The Cheetah is all tyre and muscular bulge, looking less like a bounding cat than a mollusk in hot pants. Its signature shape came from mounting the Chevy 327 almost in the middle of the car, such that the Muncie four-speed gearbox connects directly to the differential via a U-joint and without a propshaft. Wedged in behind the wheel, Pittaway sits between the rear tyres, his baking legs next to the engine and literally under the exhaust, while the 30-gallon petrol tank wraps around the cockpit from the rear. Three separate filler caps on the body allow multiple crewmen to dump in fuel at once.
The practical result, said Pittaway, is a less-than-ideal 57 percent rear weight bias, which he and his crew chief, loyal friend and former McLaren fabricator Jon Payne, have struggled to overcome. “All the adjustments you do to correct understeer and oversteer seem to be the opposite of what you’d expect,” said Pittaway. “It’s got a front suspension that is copied from a Lotus 23, and a rear suspension off a cement mixer.”

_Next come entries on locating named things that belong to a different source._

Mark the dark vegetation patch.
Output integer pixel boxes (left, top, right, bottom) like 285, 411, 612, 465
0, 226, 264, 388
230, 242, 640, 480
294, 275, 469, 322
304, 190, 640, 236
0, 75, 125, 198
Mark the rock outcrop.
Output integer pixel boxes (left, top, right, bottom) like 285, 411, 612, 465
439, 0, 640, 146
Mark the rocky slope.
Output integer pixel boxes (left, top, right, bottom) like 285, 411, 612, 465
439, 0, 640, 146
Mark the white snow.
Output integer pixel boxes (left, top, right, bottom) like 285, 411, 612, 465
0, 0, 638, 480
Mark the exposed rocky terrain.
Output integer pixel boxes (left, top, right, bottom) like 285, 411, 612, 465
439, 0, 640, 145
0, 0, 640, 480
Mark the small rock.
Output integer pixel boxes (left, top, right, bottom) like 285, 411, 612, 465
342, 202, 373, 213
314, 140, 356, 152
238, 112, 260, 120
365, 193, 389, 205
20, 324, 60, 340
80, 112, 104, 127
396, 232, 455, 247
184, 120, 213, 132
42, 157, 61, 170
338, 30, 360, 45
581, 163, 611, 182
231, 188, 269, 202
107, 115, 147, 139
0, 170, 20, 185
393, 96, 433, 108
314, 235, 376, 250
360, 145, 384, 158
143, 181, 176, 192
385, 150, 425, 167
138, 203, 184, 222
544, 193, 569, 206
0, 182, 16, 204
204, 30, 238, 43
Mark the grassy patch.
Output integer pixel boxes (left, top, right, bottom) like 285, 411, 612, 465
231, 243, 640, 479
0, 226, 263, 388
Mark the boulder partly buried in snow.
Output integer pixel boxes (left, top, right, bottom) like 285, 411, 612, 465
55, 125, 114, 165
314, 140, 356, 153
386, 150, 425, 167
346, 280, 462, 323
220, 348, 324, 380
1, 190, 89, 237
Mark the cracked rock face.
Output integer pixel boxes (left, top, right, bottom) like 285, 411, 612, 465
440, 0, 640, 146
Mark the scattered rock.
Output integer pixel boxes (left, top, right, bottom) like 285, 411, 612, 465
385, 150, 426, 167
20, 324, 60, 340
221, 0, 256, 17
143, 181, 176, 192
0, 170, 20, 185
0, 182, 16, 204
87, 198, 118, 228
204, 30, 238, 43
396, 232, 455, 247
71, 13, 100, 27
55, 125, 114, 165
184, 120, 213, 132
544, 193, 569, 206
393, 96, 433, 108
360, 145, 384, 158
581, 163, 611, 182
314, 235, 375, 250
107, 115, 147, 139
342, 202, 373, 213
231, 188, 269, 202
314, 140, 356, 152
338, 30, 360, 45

The car’s other big handicap is that Chevrolet in 1963 didn’t offer production disc brakes, so the Cheetah thus has antiquated drums at all four corners. “We are doing 158 mph through the speed trap on the Lavant Straight, and then there’s the 90-degree right hander at Woodcote,” he said. Besides being heavier and offering a generally longer and softer brake pedal, drum brakes don’t have the cooling capability of discs. Once all that metal gets hot, it is hard to cool down in racing conditions.
“I am definitely shading the brakes,” said Pittaway. “I want to find the limit safely, without going over.” Pittaway met the late Bob Bondurant, one of the Cheetah’s original development drivers, years ago. “He thought it was hysterically funny that we were trying to restore it for racing,” Pittaway recalled. Bondurant’s advice: “You need to pass as many cars on the straight as you can, then try not to be re-passed by everyone in the corners.”
The Cheetah was invited to the Revival weekend’s headliner event, the Royal Automobile Club Tourist Trophy race on Sunday, a one-hour enduro for closed-cockpit GT cars with a mandatory driver change. Often one of the fastest and wooliest races of the weekend, it commemorates the TTs held at the former RAF Spitfire base between 1958 and 1964 and is usually an epic battle between lightweight Jaguar E-Types and Shelby Cobras. Having been to Goodwood many times, this would be Pittaway’s first go in the big race. “We’ve had ten weeks to develop our car,” he said. “Most of our competitors have had ten years.”
Hoping for a finish “somewhere in the top 20,” he formed up near the back of the grid of this year’s running just as rain clouds loomed. About 30 minutes into the race, a deluge hit just as Pittaway, running well behind the leaders, handed off to his co-driver, 81-year-old former motorcycle and saloon car racer Stuart Graham. Graham did a couple of tentative laps in the pelting rain, which sent a couple of Cobras and a spectacular 1965 Bizzarrini 5300GT aquaplaning into the walls, then retired the Cheetah to fight another day.
When we went by the Cheetah’s paddock, Pittaway was nowhere to be found, but a clearly disappointed Payne said he respected the decision. “I guess you don’t get to be 81 in this game without making some smart decisions somewhere.”